Christmas gifts for some special folks
A group of people are working hard to try and make sure everyone has a Merry Christmas.
Especially those who are forgotten about at this time of year.
A year ago or so, Debbie Halbakken, of Frost, discovered there were residents of group homes in Faribault County who had no family. That meant no one who came to visit them during the holidays, and no gifts under the group home’s Christmas tree for them.
“They had no one, no parents or siblings, at least none that were in contact with them,” says Halbakken. “They just had no family. I?felt it was important they feel inclusive in our society, and show them their worth as a person.”
So last year Halbakken and her family, which includes her husband, Rev. Arne Halbakken, the pastor at United Lutheran Church in Frost, decided to do what they could to get gifts to some of those residents.
This year, Halbakken and others from the church in Frost, as well as some other area churches, have formed the Caring Friends Project.
They discovered there were 13 residents in group homes around the county who had no family listed and so no family came to visit them.
“We decided how we can show them love is to provide them with gifts and cards at Christmas and their birthdays, Valentines Day, and more,” Halbakken says. “This is mission work, but right here in our own backyard. Not all work for missions happens overseas.”
The Caring Friends started raising some funds and doing some shopping.
Then on Tuesday, Dec. 4, the group of volunteers got together in the basement of United Lutheran Church in Frost for a gift wrapping and pizza party.
They had tables full of gift items, one table for each person they were going to surprise with some Christmas presents.
The group is not just from United Lutheran. They come from many churches in the area including Bethany Lutheran, Trinity Lutheran, South Blue Earth Lutheran and more.
“We would like to see this idea grow, and go into all communities,” Halbakken says. “Many churches do something similar, maybe in nursing homes, or have ‘adopted’ a place, but this idea is for those who are forgotten members of our society.”
She pointed out there are 22 group homes in Martin County and Halbakken would really like to see a group start there to take care of residents with no families.

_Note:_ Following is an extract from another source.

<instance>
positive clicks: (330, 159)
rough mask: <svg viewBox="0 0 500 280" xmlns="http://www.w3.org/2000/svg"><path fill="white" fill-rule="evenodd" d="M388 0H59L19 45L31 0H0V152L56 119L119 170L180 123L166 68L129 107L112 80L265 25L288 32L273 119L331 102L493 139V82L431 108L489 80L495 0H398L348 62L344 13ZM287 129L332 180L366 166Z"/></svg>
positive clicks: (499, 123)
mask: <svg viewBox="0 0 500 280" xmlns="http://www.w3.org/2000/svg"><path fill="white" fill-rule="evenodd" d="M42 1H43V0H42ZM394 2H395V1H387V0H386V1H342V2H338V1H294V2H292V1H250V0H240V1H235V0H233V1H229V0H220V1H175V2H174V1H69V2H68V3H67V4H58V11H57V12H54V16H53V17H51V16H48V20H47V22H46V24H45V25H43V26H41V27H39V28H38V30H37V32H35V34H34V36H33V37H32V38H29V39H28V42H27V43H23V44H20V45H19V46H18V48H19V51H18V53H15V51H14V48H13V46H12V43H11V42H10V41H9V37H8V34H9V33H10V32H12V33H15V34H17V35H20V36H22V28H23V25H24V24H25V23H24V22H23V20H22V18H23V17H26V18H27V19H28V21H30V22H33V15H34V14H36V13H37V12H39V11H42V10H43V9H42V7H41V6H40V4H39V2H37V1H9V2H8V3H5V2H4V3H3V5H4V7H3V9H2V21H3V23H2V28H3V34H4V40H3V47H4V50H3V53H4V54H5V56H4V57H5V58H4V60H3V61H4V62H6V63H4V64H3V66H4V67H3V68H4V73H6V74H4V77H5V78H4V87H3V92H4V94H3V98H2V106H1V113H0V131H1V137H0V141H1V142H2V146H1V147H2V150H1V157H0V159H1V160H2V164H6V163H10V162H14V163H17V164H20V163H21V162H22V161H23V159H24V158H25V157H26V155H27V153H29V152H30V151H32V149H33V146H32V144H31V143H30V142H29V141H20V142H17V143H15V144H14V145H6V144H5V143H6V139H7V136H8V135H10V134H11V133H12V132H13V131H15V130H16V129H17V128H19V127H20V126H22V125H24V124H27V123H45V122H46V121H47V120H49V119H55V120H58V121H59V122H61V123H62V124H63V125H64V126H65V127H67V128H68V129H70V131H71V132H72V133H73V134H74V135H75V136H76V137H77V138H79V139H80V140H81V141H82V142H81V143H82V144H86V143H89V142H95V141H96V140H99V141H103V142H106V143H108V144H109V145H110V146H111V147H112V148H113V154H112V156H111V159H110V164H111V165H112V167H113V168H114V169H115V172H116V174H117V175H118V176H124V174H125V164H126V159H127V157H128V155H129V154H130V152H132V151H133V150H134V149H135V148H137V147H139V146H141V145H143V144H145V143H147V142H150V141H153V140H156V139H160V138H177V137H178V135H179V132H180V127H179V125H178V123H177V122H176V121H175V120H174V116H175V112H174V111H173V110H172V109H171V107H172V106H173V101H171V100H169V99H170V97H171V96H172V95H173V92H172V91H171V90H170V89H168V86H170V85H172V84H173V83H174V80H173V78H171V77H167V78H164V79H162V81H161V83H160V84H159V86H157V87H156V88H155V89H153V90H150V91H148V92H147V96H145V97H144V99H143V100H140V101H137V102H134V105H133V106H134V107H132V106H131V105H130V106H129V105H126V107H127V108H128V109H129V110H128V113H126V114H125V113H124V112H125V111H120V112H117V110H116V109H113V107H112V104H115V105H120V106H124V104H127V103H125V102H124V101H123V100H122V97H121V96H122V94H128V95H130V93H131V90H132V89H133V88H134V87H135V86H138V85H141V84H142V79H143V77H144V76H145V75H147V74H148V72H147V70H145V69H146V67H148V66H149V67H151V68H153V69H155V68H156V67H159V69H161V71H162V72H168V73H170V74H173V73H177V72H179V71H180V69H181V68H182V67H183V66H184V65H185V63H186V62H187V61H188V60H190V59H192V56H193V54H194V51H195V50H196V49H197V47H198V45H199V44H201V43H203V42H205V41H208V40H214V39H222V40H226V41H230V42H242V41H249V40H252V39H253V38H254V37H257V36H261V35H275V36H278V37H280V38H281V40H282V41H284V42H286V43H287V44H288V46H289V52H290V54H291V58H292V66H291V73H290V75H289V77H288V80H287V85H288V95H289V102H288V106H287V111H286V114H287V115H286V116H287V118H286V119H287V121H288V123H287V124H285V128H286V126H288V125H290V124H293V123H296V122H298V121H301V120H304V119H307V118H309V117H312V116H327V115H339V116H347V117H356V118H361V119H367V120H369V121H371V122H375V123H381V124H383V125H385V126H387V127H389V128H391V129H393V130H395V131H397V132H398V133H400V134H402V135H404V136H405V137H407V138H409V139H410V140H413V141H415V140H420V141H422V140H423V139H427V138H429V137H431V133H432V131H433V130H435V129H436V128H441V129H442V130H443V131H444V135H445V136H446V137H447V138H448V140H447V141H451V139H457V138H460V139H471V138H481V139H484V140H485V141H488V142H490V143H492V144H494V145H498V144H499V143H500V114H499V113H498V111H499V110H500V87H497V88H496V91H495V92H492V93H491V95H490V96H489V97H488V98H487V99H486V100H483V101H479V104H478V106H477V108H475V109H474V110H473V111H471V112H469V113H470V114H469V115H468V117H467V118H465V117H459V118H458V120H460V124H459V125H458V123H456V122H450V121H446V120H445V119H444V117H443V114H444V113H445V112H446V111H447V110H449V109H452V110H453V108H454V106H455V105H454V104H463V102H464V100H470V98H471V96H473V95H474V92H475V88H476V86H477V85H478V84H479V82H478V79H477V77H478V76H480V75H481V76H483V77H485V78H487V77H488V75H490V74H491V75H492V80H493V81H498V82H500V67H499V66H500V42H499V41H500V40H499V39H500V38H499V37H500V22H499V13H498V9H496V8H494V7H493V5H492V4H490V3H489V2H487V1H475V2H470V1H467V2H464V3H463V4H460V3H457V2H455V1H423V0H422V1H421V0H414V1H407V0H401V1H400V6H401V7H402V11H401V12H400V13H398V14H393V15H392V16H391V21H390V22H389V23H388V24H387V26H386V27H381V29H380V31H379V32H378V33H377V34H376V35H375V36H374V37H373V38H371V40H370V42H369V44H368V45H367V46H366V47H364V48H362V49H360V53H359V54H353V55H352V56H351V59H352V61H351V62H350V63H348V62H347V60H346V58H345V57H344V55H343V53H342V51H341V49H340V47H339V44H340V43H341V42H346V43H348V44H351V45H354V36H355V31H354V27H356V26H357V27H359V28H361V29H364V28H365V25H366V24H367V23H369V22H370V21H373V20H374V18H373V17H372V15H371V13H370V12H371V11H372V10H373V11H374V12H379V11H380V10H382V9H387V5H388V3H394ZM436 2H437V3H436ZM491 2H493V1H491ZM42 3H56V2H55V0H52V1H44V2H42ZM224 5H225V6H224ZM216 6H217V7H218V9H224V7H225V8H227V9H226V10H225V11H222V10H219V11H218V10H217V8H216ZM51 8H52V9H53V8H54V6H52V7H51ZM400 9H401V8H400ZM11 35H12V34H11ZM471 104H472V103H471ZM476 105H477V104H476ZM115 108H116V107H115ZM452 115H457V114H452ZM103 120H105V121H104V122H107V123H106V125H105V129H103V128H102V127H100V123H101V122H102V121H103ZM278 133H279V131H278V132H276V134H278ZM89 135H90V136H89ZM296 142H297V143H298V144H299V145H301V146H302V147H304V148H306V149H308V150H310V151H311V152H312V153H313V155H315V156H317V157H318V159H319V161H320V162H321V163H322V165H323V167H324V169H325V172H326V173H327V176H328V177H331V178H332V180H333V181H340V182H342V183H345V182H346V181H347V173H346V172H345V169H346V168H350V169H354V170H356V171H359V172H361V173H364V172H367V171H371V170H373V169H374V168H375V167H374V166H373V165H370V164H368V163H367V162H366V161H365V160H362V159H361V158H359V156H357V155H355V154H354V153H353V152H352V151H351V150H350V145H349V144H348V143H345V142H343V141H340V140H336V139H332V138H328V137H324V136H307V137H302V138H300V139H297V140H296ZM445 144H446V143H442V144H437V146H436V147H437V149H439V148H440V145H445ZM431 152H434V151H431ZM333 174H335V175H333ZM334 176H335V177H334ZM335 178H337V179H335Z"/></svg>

All of the gifts are given name tags, and then during the week of Christmas, Halbakken and some others will deliver them to the group homes so the presents can be placed under the tree, along with the gifts for others at the home.
The word has gotten out about this project, and the group has received a lot of donations this year, from individuals, area churches and some businesses, such as McDonald’s, Juba’s SuperValu, Nordaas Homes and more, Halbakken says. Anyone wishing to donate can do so to the United Lutheran Church and designate it for the Caring Friends Project.
Halbakken confesses she has a bit of a personal interest in this work.
“We have a 28 year-old daughter, Laura, who lives with us,” she says. “Laura loves people and brightens up any room she is in, and brightens up our lives. But some people like her don’t have family, and I wonder what would happen if she didn’t have us. That made me want to do something for others, and ask ‘how can we show them love.’ The answer is as simple as giving them gifts, and just try and acknowledge them and show that someone cares.
“We can make a difference in someone’s life and change the world by starting in our own backyard.”